In terms of the macro events, the main focus now is the meeting of European leaders on December 9, 2011.  Merkel is expected to press for greater fiscal integration of the EU.  The hope is that if this occurs, the ECB may be willing to step in and take more action.  We must remember that the Germans have, so far, stated strong opposition to more aggressive action on the part of the ECB.  Whether this is political posturing (stated so that greater fiscal controls are achieved before the ECB takes more action) or whether its a hard line in the sand is hard to say.  The hope is that with greater fiscal control at the European Union level, this will solve the moral hazard problem – mainly, that if the ECB financed the big spenders, the big spenders have no incentive to pay the ECB once the money has been delivered; they can continue to be undisciplined, because the ECB will be forced to save them or see the Euro fall apart.  Once the moral hazard problem is taken care of, the ECB can step in and lend more, perhaps by first lending to the IMF and then having the IMF lend to the countries in need of support.  This is, by the way, because the ECB cannot lend directly to individual countries.  If it sounds convoluted, it is.
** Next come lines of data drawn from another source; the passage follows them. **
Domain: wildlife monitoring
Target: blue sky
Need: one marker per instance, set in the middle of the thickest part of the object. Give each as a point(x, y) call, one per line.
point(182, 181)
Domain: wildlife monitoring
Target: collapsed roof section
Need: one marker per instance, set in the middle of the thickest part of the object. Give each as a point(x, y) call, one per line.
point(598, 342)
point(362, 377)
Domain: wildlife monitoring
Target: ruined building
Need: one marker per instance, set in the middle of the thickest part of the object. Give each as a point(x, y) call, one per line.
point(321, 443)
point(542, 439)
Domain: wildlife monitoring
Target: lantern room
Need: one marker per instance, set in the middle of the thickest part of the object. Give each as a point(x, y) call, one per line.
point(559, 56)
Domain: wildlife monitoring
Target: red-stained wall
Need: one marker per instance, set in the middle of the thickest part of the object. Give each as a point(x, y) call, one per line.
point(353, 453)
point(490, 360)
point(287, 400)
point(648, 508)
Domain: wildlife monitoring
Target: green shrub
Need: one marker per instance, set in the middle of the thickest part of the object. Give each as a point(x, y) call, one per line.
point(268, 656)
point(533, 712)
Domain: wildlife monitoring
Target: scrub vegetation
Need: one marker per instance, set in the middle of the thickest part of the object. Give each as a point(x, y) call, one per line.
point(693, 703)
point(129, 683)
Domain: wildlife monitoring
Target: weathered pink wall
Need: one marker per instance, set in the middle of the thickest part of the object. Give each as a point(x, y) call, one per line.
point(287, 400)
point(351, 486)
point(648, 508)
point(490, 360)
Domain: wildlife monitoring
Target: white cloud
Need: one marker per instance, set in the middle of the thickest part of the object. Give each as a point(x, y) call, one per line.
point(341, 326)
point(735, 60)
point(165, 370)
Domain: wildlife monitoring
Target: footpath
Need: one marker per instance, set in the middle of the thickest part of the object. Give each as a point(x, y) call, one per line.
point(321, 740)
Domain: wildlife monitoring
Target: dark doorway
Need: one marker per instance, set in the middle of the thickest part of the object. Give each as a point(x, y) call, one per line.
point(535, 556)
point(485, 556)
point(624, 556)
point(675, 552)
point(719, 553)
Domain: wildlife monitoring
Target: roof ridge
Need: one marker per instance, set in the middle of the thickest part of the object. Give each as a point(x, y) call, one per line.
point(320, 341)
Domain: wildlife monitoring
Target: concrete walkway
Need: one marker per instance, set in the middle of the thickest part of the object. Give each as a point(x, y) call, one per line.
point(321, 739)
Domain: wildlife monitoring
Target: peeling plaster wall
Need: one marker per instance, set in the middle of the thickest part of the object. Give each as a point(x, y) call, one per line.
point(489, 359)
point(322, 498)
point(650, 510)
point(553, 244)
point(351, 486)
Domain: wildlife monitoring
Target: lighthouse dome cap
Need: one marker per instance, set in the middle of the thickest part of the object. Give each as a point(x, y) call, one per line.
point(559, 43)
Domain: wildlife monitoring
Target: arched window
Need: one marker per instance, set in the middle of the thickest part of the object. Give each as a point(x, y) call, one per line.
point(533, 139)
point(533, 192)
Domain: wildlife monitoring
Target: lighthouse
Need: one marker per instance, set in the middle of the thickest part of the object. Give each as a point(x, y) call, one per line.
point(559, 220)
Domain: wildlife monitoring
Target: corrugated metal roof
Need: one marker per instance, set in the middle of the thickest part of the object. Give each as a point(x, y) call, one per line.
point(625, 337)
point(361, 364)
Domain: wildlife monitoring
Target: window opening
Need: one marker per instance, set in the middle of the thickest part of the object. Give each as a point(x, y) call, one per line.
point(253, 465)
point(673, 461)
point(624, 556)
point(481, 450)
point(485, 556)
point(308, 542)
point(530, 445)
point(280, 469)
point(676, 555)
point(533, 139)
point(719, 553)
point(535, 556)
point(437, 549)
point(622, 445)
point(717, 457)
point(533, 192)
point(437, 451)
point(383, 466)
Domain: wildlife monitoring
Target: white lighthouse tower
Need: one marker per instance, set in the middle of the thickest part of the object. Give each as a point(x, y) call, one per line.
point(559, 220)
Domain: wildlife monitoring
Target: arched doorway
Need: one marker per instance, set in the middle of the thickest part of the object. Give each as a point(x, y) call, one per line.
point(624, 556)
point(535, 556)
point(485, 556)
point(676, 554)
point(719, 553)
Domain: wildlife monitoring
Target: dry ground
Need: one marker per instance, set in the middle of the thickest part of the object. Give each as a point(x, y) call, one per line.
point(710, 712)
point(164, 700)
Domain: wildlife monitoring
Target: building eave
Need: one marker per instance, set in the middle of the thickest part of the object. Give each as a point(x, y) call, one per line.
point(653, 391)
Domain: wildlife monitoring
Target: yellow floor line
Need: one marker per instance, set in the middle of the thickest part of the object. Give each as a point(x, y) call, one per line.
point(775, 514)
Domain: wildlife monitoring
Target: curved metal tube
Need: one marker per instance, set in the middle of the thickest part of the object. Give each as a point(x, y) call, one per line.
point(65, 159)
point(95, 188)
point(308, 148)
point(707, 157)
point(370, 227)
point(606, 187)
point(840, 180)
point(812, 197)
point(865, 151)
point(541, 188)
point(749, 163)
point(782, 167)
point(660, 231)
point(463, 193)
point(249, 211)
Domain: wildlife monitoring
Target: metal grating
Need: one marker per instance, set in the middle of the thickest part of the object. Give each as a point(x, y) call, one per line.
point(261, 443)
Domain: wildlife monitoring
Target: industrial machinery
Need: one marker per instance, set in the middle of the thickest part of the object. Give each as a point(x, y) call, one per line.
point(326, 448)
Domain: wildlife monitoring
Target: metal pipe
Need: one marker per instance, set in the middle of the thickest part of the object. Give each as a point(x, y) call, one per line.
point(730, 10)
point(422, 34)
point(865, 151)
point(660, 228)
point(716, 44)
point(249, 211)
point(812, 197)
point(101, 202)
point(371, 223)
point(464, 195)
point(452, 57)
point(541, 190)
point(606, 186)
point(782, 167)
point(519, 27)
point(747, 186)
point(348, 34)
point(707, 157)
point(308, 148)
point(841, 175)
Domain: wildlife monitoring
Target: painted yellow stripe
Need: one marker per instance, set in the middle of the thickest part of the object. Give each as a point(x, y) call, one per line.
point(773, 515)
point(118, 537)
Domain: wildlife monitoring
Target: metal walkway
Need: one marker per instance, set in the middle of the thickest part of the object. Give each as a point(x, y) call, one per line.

I’m inclined to think the market will hold or perhaps go up for a few days, at least until the details of the European plan are released.  Likely that’s December 9th, but details could be leaked beforehand.  Likely, the most we will get is more European integration.  What the market really wants is printing money – the issuance of Eurobonds, which is not likely to be promised next week.  The ECB has hinted that they would do more if there greater fiscal integration, but they have not said what exactly, and I’m skeptical whether any announcement about Eurobonds would come next week.  I thinks the Germans will want to solidify the fiscal integration before moving on to printing money.

So most likely, next week’s announcements from the ECB will be a “sell the news” event.

By the way, the reason I go through this is to determine a “baseline” of the most likely outcome and determine the course of action if the “most likely” outcome occurs.  But the “baseline” is also helpful because it tells me what to do if actual events deviate from the expectation.  So if we get Eurobonds, the market will go crazy upward.  If we don’t even get more fiscal integration, or very limited (for example, if Italy’s status remains unclear), then expend bond markets to press Italy and for US equities to decline.